Après les pluies, l’eau remplit ces trous et on ne sait plus ce qu’on trouve en y entrant. La nuit, les nuages couvrent la route et réduisent la visibilité.
Les chocs deviennent nombreux. Les automobilistes y déchirent deux, parfois trois pneus dans le même trou. D’autres sortent de la chaussée. Comme d’habitude, l’administration des travaux publics ne se presse pas de les fermer.
A Bafang, l’on rappelle que ce n’est que ces derniers jours qu’elle a enfin décidé de s’attaquer à un morceau de cette route qui s’effondrait à Famkeu, entre Bafang et Kekem, sur la même N5.
Là, une buse sous le remblai avait cédé, modifiant l’équilibre de la route.

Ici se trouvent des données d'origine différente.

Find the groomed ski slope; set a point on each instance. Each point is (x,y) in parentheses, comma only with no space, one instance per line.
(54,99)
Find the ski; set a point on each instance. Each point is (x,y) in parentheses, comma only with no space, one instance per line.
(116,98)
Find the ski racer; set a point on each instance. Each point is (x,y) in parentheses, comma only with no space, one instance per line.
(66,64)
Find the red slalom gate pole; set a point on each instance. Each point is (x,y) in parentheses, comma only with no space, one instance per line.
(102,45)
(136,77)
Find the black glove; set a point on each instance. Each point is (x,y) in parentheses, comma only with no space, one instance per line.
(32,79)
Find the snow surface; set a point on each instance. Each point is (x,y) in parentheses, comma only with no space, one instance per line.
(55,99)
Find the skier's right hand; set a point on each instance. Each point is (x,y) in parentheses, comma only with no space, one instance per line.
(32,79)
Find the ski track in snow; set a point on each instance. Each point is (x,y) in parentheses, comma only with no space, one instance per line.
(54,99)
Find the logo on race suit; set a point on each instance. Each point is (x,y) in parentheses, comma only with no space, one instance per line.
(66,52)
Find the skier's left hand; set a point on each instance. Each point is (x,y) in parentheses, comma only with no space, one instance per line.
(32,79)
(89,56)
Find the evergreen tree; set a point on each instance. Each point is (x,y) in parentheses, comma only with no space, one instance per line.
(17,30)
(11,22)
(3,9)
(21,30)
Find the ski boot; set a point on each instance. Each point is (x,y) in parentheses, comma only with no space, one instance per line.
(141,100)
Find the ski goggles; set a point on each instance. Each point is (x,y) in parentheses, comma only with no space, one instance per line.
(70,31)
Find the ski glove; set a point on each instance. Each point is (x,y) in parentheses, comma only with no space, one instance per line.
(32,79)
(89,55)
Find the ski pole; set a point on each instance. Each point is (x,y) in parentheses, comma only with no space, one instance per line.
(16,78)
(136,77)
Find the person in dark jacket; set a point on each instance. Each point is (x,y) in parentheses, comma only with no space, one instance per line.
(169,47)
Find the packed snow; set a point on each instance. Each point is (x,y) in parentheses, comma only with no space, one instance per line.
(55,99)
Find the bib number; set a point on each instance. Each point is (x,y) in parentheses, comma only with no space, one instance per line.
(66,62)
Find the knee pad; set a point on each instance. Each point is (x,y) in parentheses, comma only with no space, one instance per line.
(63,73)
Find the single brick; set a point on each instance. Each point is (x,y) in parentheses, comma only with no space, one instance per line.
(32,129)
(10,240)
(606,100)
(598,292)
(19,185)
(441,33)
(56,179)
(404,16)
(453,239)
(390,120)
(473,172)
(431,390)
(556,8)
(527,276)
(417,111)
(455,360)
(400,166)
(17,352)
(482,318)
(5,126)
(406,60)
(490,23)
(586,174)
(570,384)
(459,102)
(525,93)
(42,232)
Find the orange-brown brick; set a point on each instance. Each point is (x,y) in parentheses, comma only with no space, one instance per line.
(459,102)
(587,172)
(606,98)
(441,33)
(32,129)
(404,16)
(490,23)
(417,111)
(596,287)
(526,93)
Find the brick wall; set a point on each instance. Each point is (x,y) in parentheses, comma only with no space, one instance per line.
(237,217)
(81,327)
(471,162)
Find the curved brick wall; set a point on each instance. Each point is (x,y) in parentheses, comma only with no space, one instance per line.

A un virage, dans le bosquet qui précède la zone d’habitation en venant de Bafang, la chaussée s’est affaissée d’environ dix centimètres. La terre a roulé sur les deux versants de la route, au point de rogner le goudron sur plusieurs mètres. Pendant au moins un an, on y avait mis des branches de « fleur jalousie » pour matérialiser le danger. Pourtant la N5 est l’une des trois routes les plus fréquentées dans la république.
De l’avis de nombreux usagers, les travaux de réhabilitation effectués il y a une décennie par la société Razel n’étaient qu’un vernis.